TRANSPORTS - La justice européenne a confirmé jeudi l'illégalité des aides publiques françaises reçues par la SNCM au moment de sa privatisation en 2006, et dont le montant cumulé s'élève à plus de 200 millions d'euros.

C'est un coup de semonce pour la SNCM. La justice européenne a confirmé jeudi l'illégalité des aides publiques françaises au moment de la privatisation en 2006. L'entreprise en difficulté avait reçu 200 millions d'euros.

Et l'addition totale s'annonce salée. La Commission européenne avait déjà exigé un remboursement des 440 millions d'euros d'aides d'Etat illégales reçues au titre de la délégation de service public pour la période 2007-2013.

Le tribunal avait été saisi par le principal concurrent de la SNCM, Corsica Ferries, qui protestait contre une décision de la Commission européenne en 2008 jugeant ces aides compatibles avec les règles européennes de la concurrence.

La liste des mauvaises nouvelles

C'est une mauvaise nouvelle de plus pour la SNCM, en proie à de graves difficultés financières . La compagnie est en sursis depuis de nombreux mois et risque d'être placée en redressement judiciaire si elle ne trouve pas rapidement un repreneur. Antoine Frérot, le patron de Veolia présent dans la SNCM à travers sa filiale Transdev, qui la contrôle à 60%, a de nouveau préconisé fin août la mise en redressement judiciaire de la compagnie, insistant sur le fait que "Veolia ne remettra pas un euro dans la SNCM".

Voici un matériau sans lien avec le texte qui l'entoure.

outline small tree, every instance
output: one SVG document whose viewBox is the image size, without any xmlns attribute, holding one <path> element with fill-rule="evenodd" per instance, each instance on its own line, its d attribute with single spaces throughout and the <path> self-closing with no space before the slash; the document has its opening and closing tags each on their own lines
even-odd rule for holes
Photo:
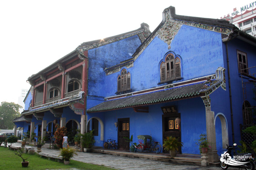
<svg viewBox="0 0 256 170">
<path fill-rule="evenodd" d="M 55 127 L 57 130 L 54 133 L 55 143 L 59 148 L 62 148 L 63 137 L 64 134 L 67 134 L 67 128 L 64 126 L 60 127 L 58 124 L 56 124 Z"/>
<path fill-rule="evenodd" d="M 24 159 L 24 158 L 23 158 L 21 156 L 21 155 L 22 155 L 22 154 L 23 154 L 23 149 L 23 149 L 23 148 L 22 148 L 22 149 L 20 149 L 20 149 L 18 149 L 17 150 L 17 151 L 16 152 L 15 152 L 14 154 L 15 154 L 15 155 L 16 155 L 19 156 L 21 158 L 21 159 L 22 159 L 22 160 L 23 160 L 23 161 L 22 161 L 22 162 L 26 162 L 25 160 L 27 160 L 28 158 L 26 158 L 26 159 Z"/>
</svg>

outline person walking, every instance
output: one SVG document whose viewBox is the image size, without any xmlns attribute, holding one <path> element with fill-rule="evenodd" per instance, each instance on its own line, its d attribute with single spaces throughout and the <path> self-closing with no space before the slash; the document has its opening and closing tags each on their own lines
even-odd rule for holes
<svg viewBox="0 0 256 170">
<path fill-rule="evenodd" d="M 63 137 L 63 141 L 62 142 L 62 147 L 67 148 L 68 146 L 68 137 L 66 136 L 66 134 L 64 134 L 64 136 Z"/>
</svg>

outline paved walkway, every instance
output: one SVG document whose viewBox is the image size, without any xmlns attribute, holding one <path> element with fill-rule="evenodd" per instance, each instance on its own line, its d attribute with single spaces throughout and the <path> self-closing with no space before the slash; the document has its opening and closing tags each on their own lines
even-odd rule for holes
<svg viewBox="0 0 256 170">
<path fill-rule="evenodd" d="M 21 146 L 21 144 L 16 143 L 13 146 Z M 27 146 L 26 147 L 33 148 L 36 151 L 37 148 Z M 59 150 L 50 149 L 42 147 L 41 154 L 58 156 Z M 72 159 L 77 161 L 104 166 L 117 170 L 221 170 L 220 167 L 202 167 L 200 165 L 191 165 L 182 164 L 173 164 L 168 162 L 149 160 L 142 158 L 133 158 L 127 157 L 102 154 L 96 153 L 88 153 L 76 152 Z M 229 168 L 229 170 L 236 170 Z"/>
</svg>

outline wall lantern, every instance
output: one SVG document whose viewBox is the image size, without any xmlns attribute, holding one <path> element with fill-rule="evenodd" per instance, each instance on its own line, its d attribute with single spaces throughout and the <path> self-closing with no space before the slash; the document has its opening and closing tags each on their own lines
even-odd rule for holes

Cette solution conduirait au démantèlement de la société, arguent les syndicats, qui avaient obtenu, au terme de 17 jours de grève en juin, la signature d'un compromis excluant cette option jusqu'au 31 octobre. De son côté, le dirigeant de la société américaine Baja Ferries, Daniel Berrebi, qui avait déjà manifesté son intérêt pour la SNCM, a confirmé ce jeudi que sa société serait candidate à une reprise si la compagnie est placée en redressement judiciaire.